Tried this, and it doesn't help, the system remains sensitive to the order.

It turns out that using compensated summation (Increment or Decrement) is not correct: these methods are only valid if the addend is smaller that the current value. For accelerations we don't have any guarantees to that effect, and it's clear that reordering the bodies will affect the final result. Experiments with Mathematica show that reordering the bodies results in an error which is of 52 bits at the beginning (fine) but which occasionally jumps to 40 bits. When these errors accumulate the trajectories of the planets end up being affected significantly (remember that the stock system is very unstable).

Using full double precision fixes the problem, but we probably don't want to pay the cost of 10 additions/subtractions instead of 1 in the inner loop of the force computation. For a stable solar system these inaccuracies have no effect whatsoever.

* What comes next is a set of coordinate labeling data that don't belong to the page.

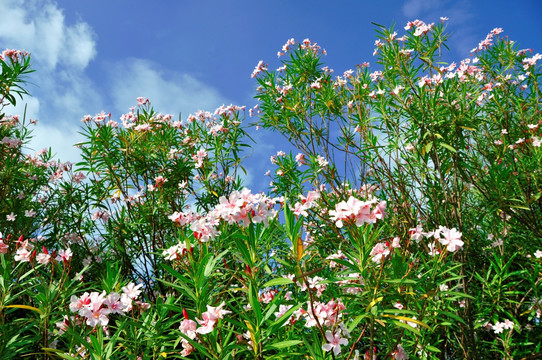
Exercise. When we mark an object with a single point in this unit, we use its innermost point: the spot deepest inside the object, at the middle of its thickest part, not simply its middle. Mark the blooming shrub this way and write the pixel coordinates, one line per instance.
(334, 261)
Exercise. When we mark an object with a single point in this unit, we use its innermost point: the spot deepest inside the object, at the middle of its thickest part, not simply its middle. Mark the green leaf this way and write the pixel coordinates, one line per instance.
(286, 343)
(277, 281)
(449, 147)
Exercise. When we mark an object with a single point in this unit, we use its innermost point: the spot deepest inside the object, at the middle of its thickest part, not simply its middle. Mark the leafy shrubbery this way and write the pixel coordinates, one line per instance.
(407, 226)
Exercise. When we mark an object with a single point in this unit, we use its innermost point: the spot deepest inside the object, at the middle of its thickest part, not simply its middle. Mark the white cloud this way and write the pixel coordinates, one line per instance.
(169, 92)
(40, 28)
(62, 93)
(416, 8)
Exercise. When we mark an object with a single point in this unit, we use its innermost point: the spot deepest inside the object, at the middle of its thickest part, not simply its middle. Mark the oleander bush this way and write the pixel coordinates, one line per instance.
(404, 223)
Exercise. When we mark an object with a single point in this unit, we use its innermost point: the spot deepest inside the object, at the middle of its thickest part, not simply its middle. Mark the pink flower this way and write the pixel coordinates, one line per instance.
(95, 313)
(259, 68)
(452, 239)
(379, 252)
(188, 327)
(400, 353)
(3, 247)
(43, 258)
(64, 255)
(114, 303)
(206, 324)
(131, 290)
(334, 342)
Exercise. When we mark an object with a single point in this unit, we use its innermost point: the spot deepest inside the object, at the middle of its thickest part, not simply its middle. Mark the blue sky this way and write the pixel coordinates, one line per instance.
(189, 55)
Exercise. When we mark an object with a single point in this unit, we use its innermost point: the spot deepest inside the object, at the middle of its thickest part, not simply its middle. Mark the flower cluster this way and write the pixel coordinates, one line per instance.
(95, 307)
(207, 324)
(241, 207)
(358, 212)
(451, 238)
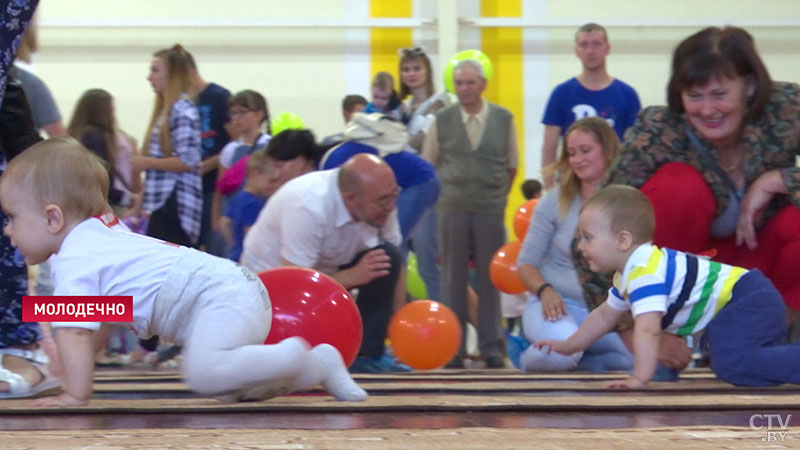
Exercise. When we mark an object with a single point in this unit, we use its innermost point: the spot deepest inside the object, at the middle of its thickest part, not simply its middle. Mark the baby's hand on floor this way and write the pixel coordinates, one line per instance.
(628, 383)
(62, 399)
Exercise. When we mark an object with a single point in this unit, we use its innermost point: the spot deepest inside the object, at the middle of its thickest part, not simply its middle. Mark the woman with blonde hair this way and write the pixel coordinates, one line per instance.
(94, 124)
(557, 306)
(173, 194)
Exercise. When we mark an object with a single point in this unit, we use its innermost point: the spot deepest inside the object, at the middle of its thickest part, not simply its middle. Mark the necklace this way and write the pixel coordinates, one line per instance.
(731, 167)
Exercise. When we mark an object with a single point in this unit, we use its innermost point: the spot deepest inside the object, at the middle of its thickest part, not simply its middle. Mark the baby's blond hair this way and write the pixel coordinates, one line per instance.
(63, 172)
(627, 208)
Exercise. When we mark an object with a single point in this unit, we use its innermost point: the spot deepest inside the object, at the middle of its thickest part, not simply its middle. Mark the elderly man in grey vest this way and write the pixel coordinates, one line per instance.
(473, 145)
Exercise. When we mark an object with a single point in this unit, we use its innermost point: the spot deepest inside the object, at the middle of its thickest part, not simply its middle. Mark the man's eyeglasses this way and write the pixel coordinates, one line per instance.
(415, 51)
(239, 112)
(387, 200)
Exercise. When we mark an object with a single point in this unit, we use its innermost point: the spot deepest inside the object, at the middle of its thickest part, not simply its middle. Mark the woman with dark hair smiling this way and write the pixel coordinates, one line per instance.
(719, 162)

Code pushed to pleroy/1351.

Would either pairwise summation, or Kahan summation help this?

See the reference to "compensated summation" in the comment above, which is another name for "Kahan summation". Kahan summation can yield large relative errors for ill-conditioned sums. That's one of these cases.

And pairwise isn't helping enough?

Pairwise is less precise than Kahan and has the same conditioning properties.

The numerical analysis above was mostly done to check that the sensitivity to order doesn't hide a bug. It doesn't. Done. The problem of accurately predicting the Kerbin system over long periods of time is spectacularly uninteresting as that system is extremely unstable (on a scale of months in the stock game).